The question of advice is a really good one. Our main advice is to just go for it! Have faith in people's ability to give your idea a chance, and faith in your own ability to evaluate the world. There have been many fewer barriers than we expected, and most of the barriers we hit were self-imposed. It's not historically weird to do science as a hobby. We like the example of Van Leeuwenhoek, who was a cloth merchant who just really liked playing with microscopes, and basically invented microbiology.

That said we can give a little specific advice — you have to give attention to your writing and how you present the idea. Good writing doesn't have to be fancy, but you do need to think about how to express your idea. You need to trust your audience to consider your ideas in good faith. This means all the classic stuff — being open rather than secretive, giving arguments both for and against your position, expressing areas of doubt, describing what you could discover that would make the case for the idea stronger or weaker, etc. Trusting your audience also sets the tone. If you assume people will dismiss you, if you treat them like they’re stupid, if you’re defensive, suspicious, aggressive, people will notice this. But if you write with the assumption that people are open-minded, curious, kind, intelligent, and will give you a fair shake, people will take you seriously even if they end up disagreeing.

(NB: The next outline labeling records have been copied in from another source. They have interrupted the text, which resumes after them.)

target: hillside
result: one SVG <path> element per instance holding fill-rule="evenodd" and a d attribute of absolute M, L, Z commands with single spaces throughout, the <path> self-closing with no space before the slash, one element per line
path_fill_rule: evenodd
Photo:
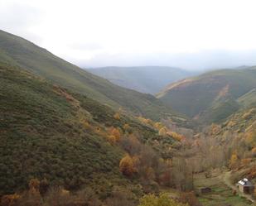
<path fill-rule="evenodd" d="M 94 68 L 88 71 L 117 85 L 152 94 L 158 93 L 168 84 L 197 74 L 167 66 L 109 66 Z"/>
<path fill-rule="evenodd" d="M 138 152 L 147 143 L 156 164 L 157 154 L 170 157 L 167 150 L 176 141 L 19 67 L 0 65 L 0 195 L 22 191 L 32 178 L 72 190 L 85 184 L 103 199 L 114 185 L 141 194 L 139 174 L 136 184 L 127 179 L 120 160 L 130 152 L 142 157 Z M 163 171 L 157 172 L 156 177 Z"/>
<path fill-rule="evenodd" d="M 152 119 L 171 116 L 171 109 L 150 94 L 127 89 L 94 75 L 28 41 L 0 31 L 0 61 L 18 65 L 52 83 L 85 94 L 114 109 L 124 108 Z"/>
<path fill-rule="evenodd" d="M 239 98 L 256 87 L 254 67 L 221 69 L 171 84 L 157 97 L 201 122 L 218 122 L 240 104 Z"/>

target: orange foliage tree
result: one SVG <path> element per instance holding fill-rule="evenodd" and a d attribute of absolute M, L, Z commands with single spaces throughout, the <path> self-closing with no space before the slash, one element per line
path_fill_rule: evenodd
<path fill-rule="evenodd" d="M 119 170 L 126 176 L 131 176 L 135 172 L 133 160 L 129 155 L 126 155 L 120 160 Z"/>

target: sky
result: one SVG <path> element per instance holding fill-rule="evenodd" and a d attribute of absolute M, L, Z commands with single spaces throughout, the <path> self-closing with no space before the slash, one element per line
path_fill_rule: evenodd
<path fill-rule="evenodd" d="M 0 29 L 82 67 L 256 65 L 255 0 L 0 0 Z"/>

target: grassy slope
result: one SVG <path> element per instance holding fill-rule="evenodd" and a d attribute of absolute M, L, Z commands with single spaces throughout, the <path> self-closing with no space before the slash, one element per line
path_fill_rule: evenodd
<path fill-rule="evenodd" d="M 22 189 L 35 177 L 69 189 L 95 182 L 101 192 L 114 182 L 131 185 L 118 171 L 124 151 L 95 128 L 104 132 L 128 123 L 143 141 L 157 135 L 131 117 L 116 120 L 114 114 L 89 98 L 0 64 L 0 194 Z M 85 127 L 85 121 L 94 129 Z"/>
<path fill-rule="evenodd" d="M 114 108 L 124 108 L 152 119 L 169 116 L 171 113 L 170 108 L 152 95 L 114 85 L 27 40 L 2 31 L 0 31 L 0 60 L 20 65 L 53 83 Z"/>
<path fill-rule="evenodd" d="M 254 68 L 209 72 L 171 84 L 157 98 L 189 117 L 218 122 L 237 111 L 236 99 L 256 87 L 255 78 Z"/>
<path fill-rule="evenodd" d="M 196 74 L 196 72 L 165 66 L 109 66 L 88 71 L 119 86 L 147 93 L 157 93 L 170 83 Z"/>
<path fill-rule="evenodd" d="M 256 89 L 253 89 L 238 98 L 238 103 L 244 108 L 249 108 L 256 104 Z"/>

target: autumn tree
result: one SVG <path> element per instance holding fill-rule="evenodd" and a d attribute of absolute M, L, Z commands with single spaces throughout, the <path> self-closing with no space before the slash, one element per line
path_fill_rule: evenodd
<path fill-rule="evenodd" d="M 133 160 L 129 155 L 126 155 L 120 160 L 119 170 L 126 176 L 132 176 L 135 172 Z"/>
<path fill-rule="evenodd" d="M 166 127 L 162 127 L 159 130 L 158 134 L 161 136 L 166 136 L 167 134 L 167 128 Z"/>
<path fill-rule="evenodd" d="M 167 194 L 160 194 L 159 196 L 155 194 L 146 194 L 139 200 L 138 206 L 187 206 L 171 199 Z"/>
<path fill-rule="evenodd" d="M 16 206 L 21 196 L 17 194 L 3 195 L 1 199 L 1 206 Z"/>
<path fill-rule="evenodd" d="M 238 158 L 238 156 L 236 153 L 233 153 L 231 157 L 230 157 L 230 168 L 231 169 L 234 169 L 236 166 L 237 166 L 237 164 L 238 164 L 238 160 L 239 160 L 239 158 Z"/>
<path fill-rule="evenodd" d="M 111 135 L 113 135 L 116 138 L 116 141 L 119 141 L 121 138 L 120 131 L 118 128 L 113 128 L 111 130 Z"/>
<path fill-rule="evenodd" d="M 120 114 L 119 114 L 119 113 L 116 113 L 114 115 L 114 119 L 116 119 L 116 120 L 120 120 L 121 118 L 120 118 Z"/>

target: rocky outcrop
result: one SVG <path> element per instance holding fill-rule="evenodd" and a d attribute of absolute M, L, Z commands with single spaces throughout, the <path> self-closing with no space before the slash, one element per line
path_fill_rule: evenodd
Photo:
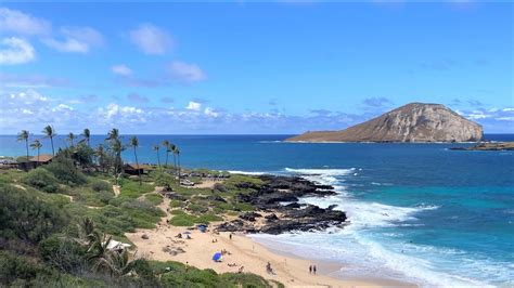
<path fill-rule="evenodd" d="M 514 142 L 479 143 L 471 147 L 451 147 L 451 150 L 514 150 Z"/>
<path fill-rule="evenodd" d="M 262 223 L 256 223 L 256 220 L 262 214 L 247 212 L 240 215 L 239 219 L 221 223 L 217 226 L 218 231 L 281 234 L 291 231 L 319 231 L 346 225 L 346 213 L 334 210 L 335 206 L 324 209 L 298 202 L 298 198 L 303 196 L 333 195 L 335 192 L 332 186 L 319 185 L 296 176 L 262 175 L 260 179 L 265 181 L 264 185 L 253 186 L 249 193 L 239 194 L 237 200 L 268 212 L 264 217 Z M 243 186 L 249 187 L 250 185 L 243 184 Z"/>
<path fill-rule="evenodd" d="M 475 142 L 481 126 L 445 105 L 411 103 L 342 131 L 307 132 L 288 142 Z"/>

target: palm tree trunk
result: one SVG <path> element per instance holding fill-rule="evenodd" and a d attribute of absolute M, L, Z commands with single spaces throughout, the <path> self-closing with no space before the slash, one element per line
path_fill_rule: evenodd
<path fill-rule="evenodd" d="M 136 157 L 136 166 L 138 167 L 138 175 L 139 175 L 139 185 L 143 185 L 141 180 L 141 170 L 139 169 L 139 161 L 138 161 L 138 154 L 136 153 L 136 147 L 133 147 L 133 156 Z"/>
<path fill-rule="evenodd" d="M 27 148 L 27 162 L 28 162 L 28 139 L 25 140 L 25 147 Z"/>
<path fill-rule="evenodd" d="M 50 136 L 50 142 L 52 143 L 52 156 L 55 156 L 55 150 L 53 149 L 53 136 Z"/>
<path fill-rule="evenodd" d="M 177 158 L 176 158 L 175 152 L 174 152 L 174 171 L 175 171 L 175 174 L 177 174 Z"/>
<path fill-rule="evenodd" d="M 179 184 L 180 184 L 180 154 L 177 154 L 177 161 L 179 163 Z"/>

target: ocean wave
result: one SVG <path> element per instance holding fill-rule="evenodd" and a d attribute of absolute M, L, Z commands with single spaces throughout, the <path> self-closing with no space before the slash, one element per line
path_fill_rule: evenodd
<path fill-rule="evenodd" d="M 349 169 L 293 169 L 293 168 L 285 168 L 285 171 L 295 173 L 295 174 L 303 174 L 303 175 L 333 175 L 333 176 L 343 176 L 348 175 L 351 172 L 356 171 L 356 168 Z"/>

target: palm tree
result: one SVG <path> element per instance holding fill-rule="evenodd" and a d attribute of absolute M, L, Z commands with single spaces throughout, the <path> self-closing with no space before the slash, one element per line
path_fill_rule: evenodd
<path fill-rule="evenodd" d="M 163 141 L 163 147 L 166 148 L 166 162 L 165 162 L 164 167 L 167 168 L 168 167 L 168 155 L 170 153 L 170 150 L 169 150 L 169 141 L 167 141 L 167 140 Z"/>
<path fill-rule="evenodd" d="M 111 148 L 113 149 L 115 154 L 115 168 L 114 168 L 114 173 L 118 173 L 118 169 L 121 172 L 121 152 L 125 149 L 124 145 L 121 144 L 121 141 L 119 139 L 114 139 L 111 143 Z"/>
<path fill-rule="evenodd" d="M 41 149 L 41 147 L 42 147 L 42 144 L 41 144 L 41 142 L 39 141 L 39 139 L 36 139 L 36 140 L 33 142 L 33 144 L 30 144 L 30 147 L 31 147 L 33 149 L 38 149 L 38 165 L 39 165 L 39 149 Z"/>
<path fill-rule="evenodd" d="M 69 145 L 70 145 L 72 147 L 74 146 L 74 142 L 73 142 L 73 141 L 75 140 L 75 138 L 76 138 L 75 134 L 72 133 L 72 132 L 69 132 L 69 134 L 68 134 L 68 141 L 69 141 Z"/>
<path fill-rule="evenodd" d="M 27 162 L 28 162 L 28 135 L 29 135 L 29 132 L 27 130 L 22 130 L 22 132 L 20 132 L 20 134 L 17 134 L 17 141 L 18 142 L 22 142 L 22 141 L 25 141 L 25 147 L 27 148 Z"/>
<path fill-rule="evenodd" d="M 137 136 L 130 138 L 129 146 L 133 148 L 133 157 L 136 157 L 136 166 L 137 166 L 138 175 L 139 175 L 139 185 L 141 186 L 143 185 L 143 182 L 141 180 L 141 170 L 139 169 L 138 153 L 137 153 L 137 148 L 139 147 L 139 140 Z"/>
<path fill-rule="evenodd" d="M 91 131 L 89 129 L 83 129 L 83 132 L 81 134 L 83 136 L 83 140 L 86 141 L 86 144 L 89 146 L 89 141 L 91 140 Z"/>
<path fill-rule="evenodd" d="M 105 172 L 105 149 L 102 144 L 99 144 L 94 154 L 98 157 L 98 165 L 102 168 L 102 172 Z"/>
<path fill-rule="evenodd" d="M 169 152 L 174 155 L 174 170 L 177 173 L 177 155 L 175 155 L 175 149 L 177 146 L 175 144 L 169 144 Z"/>
<path fill-rule="evenodd" d="M 43 134 L 44 134 L 44 138 L 49 138 L 50 139 L 50 142 L 52 143 L 52 156 L 55 156 L 55 150 L 53 149 L 53 138 L 57 134 L 55 133 L 55 130 L 53 129 L 53 127 L 51 126 L 47 126 L 44 127 L 43 129 Z"/>
<path fill-rule="evenodd" d="M 179 168 L 179 183 L 180 183 L 180 149 L 179 149 L 178 146 L 175 146 L 174 154 L 177 155 L 177 163 L 178 163 L 178 168 Z"/>
<path fill-rule="evenodd" d="M 160 146 L 159 145 L 153 145 L 153 150 L 156 150 L 157 152 L 157 163 L 158 163 L 158 167 L 160 167 L 160 155 L 158 153 L 158 150 L 160 149 Z"/>
<path fill-rule="evenodd" d="M 113 141 L 116 139 L 119 139 L 119 130 L 117 128 L 113 128 L 111 131 L 108 131 L 106 140 Z"/>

It’s also good to work on projects that don’t end up working out. We’ve written a lot of things that we haven’t published, and probably will never publish. We have a lot of projects that were dead ends. So don’t pin all your hopes on your first idea. Try a bunch of things, just go for it, and don’t worry if some of them don’t pan out.

At the same time, don't take it too seriously! We love writing on a blog with a silly name. Even very good work is full of mistakes and dead ends. Even if the contaminant theory ends up being 100% correct, there will still end up being dozens, hundreds(?) of mistakes in the blog posts, and that's cool, it's ok. Research is about exploration.

(Our best advice is to choose the silliest blog name you can think of).

Uri Bram: ahahh yes it really delights me that I'm having this conversation with two molds.

Slime Mold Time Mold: MOLD MOLD MOLD MOLD

Uri Bram: Is one of you Slime Mold and the other Time Mold, or is it a collective designation?

Slime Mold Time Mold: Yeah it's collective, like a band name.

Kuwaiti vets

Uri Bram: It's a great band name. Ok, last question: is there anything you'd like to hear about from any readers who might have specific access or intel, any information that would help you advance your work?

Slime Mold Time Mold: That is a great last question! We've really loved getting emails and comments from people. One of the coolest things is that people have sent us things that were really helpful but that we never would have thought to ask for! People know better than us what is out there and what we would never know to think about, it's a classic unknown unknowns. So we'd love to hear from anyone who has anything they think is relevant.

More specifically, we're curious to hear from vets about animal anorexia (they might think of it as "failure to thrive"), and from anyone who has experience with water treatment in the Middle East, especially Saudi Arabia and Kuwait.

Uri Bram: What a delightfully eccentric wishlist. Slime Mold Time Mold, it's been a pleasure chatting, and I can't wait to see what's next for the band, both on the rest of the Chemical Hunger album and all your future records: can you please tell people where to find you online and read more of your work, and how to get in touch with you (for all the Kuwaiti veterinary water engineers out there)?

Slime Mold Time Mold: Thank you! Our blog is at slimemoldtimemold.com and you can find us on twitter as @mold_time. Thank you so much for the great questions, this has been really fun!


This interview was conducted over instant messenger and has been lightly edited.